Jeremy Corbyn is to release a list of his meetings with newspaper editors and proprietors after criticism from a Conservative MP.
Tory MP Luke Hall wrote to the Labour leader to tell him the release of his transparency data was “long overdue” because he had been leader for 18 months.
A spokesperson for Mr Corbyn said his office would release a list of the meetings “in due course”.
The Independent understands that the list of meetings is likely to be relatively short.
The Leveson Inquiry into press ethics recommended that party leaders, ministers, and their frontbench shadows publish quarterly lists of meetings with senior editors, media executives, and owners.
Former Labour leader Ed Miliband followed this protocol, as does the Government; however Mr Corbyn has yet to publish his lists.
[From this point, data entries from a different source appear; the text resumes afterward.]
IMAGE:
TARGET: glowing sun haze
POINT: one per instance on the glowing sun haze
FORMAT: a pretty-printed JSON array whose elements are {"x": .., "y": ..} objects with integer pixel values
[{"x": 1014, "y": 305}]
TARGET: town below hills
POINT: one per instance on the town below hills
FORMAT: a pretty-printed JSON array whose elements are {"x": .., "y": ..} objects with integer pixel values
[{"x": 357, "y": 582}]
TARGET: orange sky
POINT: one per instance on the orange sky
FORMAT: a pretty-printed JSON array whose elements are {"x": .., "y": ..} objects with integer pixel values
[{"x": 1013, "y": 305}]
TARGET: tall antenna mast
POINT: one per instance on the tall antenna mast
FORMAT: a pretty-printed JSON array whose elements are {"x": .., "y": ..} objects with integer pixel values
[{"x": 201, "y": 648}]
The Labour leader has had a frosty relationship with the media since coming to office in September 2015. Earlier this month in an angry outburst on air he accused the press of having an “utter obsession” with his leadership.
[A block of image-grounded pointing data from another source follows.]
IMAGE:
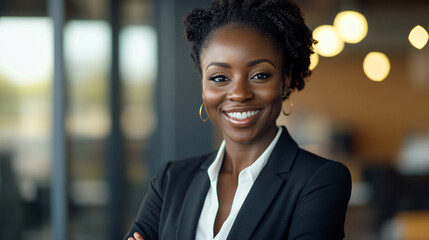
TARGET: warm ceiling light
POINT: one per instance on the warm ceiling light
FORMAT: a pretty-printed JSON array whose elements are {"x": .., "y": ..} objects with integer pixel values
[
  {"x": 351, "y": 26},
  {"x": 418, "y": 37},
  {"x": 376, "y": 66},
  {"x": 329, "y": 42},
  {"x": 314, "y": 60}
]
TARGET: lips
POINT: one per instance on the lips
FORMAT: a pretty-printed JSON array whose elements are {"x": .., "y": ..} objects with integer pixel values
[{"x": 242, "y": 118}]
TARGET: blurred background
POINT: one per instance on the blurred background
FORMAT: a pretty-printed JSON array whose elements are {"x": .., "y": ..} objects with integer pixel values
[{"x": 96, "y": 95}]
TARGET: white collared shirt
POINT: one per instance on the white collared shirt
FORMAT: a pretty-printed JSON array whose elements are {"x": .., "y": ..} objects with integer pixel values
[{"x": 246, "y": 179}]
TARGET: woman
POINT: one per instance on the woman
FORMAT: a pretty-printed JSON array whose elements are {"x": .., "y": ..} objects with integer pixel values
[{"x": 259, "y": 185}]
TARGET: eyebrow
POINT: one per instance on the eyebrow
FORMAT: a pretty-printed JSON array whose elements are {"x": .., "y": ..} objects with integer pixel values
[{"x": 249, "y": 64}]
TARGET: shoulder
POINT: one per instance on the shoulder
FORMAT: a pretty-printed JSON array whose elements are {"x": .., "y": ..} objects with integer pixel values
[
  {"x": 178, "y": 171},
  {"x": 311, "y": 166}
]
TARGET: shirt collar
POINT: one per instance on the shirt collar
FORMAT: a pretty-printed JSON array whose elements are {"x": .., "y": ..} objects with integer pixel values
[{"x": 253, "y": 170}]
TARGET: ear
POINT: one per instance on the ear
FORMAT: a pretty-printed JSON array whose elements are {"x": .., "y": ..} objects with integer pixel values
[{"x": 287, "y": 78}]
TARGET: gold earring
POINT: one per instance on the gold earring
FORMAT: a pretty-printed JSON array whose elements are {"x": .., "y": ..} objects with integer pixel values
[
  {"x": 201, "y": 110},
  {"x": 291, "y": 108}
]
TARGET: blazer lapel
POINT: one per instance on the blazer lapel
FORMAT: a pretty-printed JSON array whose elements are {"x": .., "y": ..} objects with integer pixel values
[
  {"x": 193, "y": 202},
  {"x": 265, "y": 188}
]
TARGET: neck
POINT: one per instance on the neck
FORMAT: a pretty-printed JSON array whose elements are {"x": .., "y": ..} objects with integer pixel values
[{"x": 238, "y": 156}]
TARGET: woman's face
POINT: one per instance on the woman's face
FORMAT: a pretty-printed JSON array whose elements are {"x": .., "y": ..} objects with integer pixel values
[{"x": 242, "y": 83}]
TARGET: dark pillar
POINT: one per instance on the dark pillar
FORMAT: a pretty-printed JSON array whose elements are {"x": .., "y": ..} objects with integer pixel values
[
  {"x": 180, "y": 133},
  {"x": 59, "y": 201},
  {"x": 115, "y": 156}
]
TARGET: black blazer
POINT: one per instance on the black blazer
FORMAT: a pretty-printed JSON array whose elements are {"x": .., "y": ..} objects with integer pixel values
[{"x": 297, "y": 195}]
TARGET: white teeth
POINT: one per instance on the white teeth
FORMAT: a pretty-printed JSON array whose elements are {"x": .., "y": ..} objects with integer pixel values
[{"x": 242, "y": 115}]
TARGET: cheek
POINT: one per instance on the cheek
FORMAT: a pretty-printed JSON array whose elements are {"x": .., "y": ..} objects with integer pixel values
[
  {"x": 272, "y": 95},
  {"x": 211, "y": 98}
]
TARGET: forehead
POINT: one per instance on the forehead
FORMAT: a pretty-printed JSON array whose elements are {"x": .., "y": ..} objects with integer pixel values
[{"x": 238, "y": 43}]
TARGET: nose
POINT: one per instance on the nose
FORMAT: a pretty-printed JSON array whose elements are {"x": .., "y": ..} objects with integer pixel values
[{"x": 240, "y": 91}]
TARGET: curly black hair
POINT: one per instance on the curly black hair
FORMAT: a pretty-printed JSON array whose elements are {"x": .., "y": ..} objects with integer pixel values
[{"x": 281, "y": 20}]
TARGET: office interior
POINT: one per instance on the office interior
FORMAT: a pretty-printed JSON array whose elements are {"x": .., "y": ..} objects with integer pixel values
[{"x": 95, "y": 96}]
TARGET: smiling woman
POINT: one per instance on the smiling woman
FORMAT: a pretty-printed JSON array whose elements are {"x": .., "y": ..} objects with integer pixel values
[{"x": 259, "y": 185}]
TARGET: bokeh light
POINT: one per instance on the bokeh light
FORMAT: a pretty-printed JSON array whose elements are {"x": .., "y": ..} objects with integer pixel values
[
  {"x": 376, "y": 66},
  {"x": 418, "y": 37},
  {"x": 330, "y": 43},
  {"x": 351, "y": 26},
  {"x": 314, "y": 60},
  {"x": 26, "y": 52}
]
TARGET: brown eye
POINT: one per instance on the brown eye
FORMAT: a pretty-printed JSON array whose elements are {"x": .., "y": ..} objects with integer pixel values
[
  {"x": 218, "y": 78},
  {"x": 261, "y": 76}
]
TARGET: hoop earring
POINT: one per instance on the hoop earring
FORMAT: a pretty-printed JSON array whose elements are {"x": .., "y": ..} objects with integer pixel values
[
  {"x": 201, "y": 110},
  {"x": 291, "y": 108}
]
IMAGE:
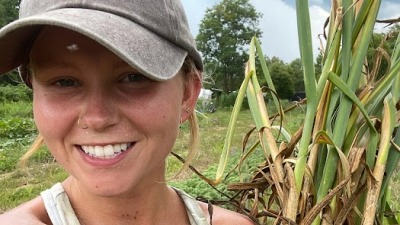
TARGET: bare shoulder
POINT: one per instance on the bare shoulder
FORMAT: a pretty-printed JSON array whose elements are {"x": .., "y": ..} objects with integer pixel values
[
  {"x": 29, "y": 213},
  {"x": 223, "y": 216}
]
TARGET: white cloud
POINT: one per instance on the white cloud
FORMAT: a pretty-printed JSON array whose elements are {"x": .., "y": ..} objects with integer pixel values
[{"x": 279, "y": 24}]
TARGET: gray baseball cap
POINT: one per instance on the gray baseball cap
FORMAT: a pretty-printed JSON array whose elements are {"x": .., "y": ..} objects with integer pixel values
[{"x": 152, "y": 36}]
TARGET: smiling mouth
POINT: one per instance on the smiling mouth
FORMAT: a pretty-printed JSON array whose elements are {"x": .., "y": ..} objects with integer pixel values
[{"x": 105, "y": 152}]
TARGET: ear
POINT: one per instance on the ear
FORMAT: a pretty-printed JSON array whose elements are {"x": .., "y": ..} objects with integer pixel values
[{"x": 192, "y": 87}]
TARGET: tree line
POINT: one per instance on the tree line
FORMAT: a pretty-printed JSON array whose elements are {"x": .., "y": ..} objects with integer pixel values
[{"x": 223, "y": 39}]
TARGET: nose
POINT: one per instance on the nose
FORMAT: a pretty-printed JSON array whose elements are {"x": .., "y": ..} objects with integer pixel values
[{"x": 99, "y": 111}]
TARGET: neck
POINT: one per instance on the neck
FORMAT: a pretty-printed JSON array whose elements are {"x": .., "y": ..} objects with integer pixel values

In his letter, Tory MP Mr Hall wrote: I am writing to bring to your attention that the Labour Party has not published any transparency data relating to meetings with proprietors, editors and senior media executives since the last general election.
“You have now been Labour leader for over eighteen months and so the release of this information is long overdue”.
He continued: “I am hopeful that the Labour Party is still interested in playing a role in this effort, not least because it would be highly hypocritical of MPs to promote the importance of transparency in public life while their party leader chooses not even to adhere to the same standards as their predecessors.”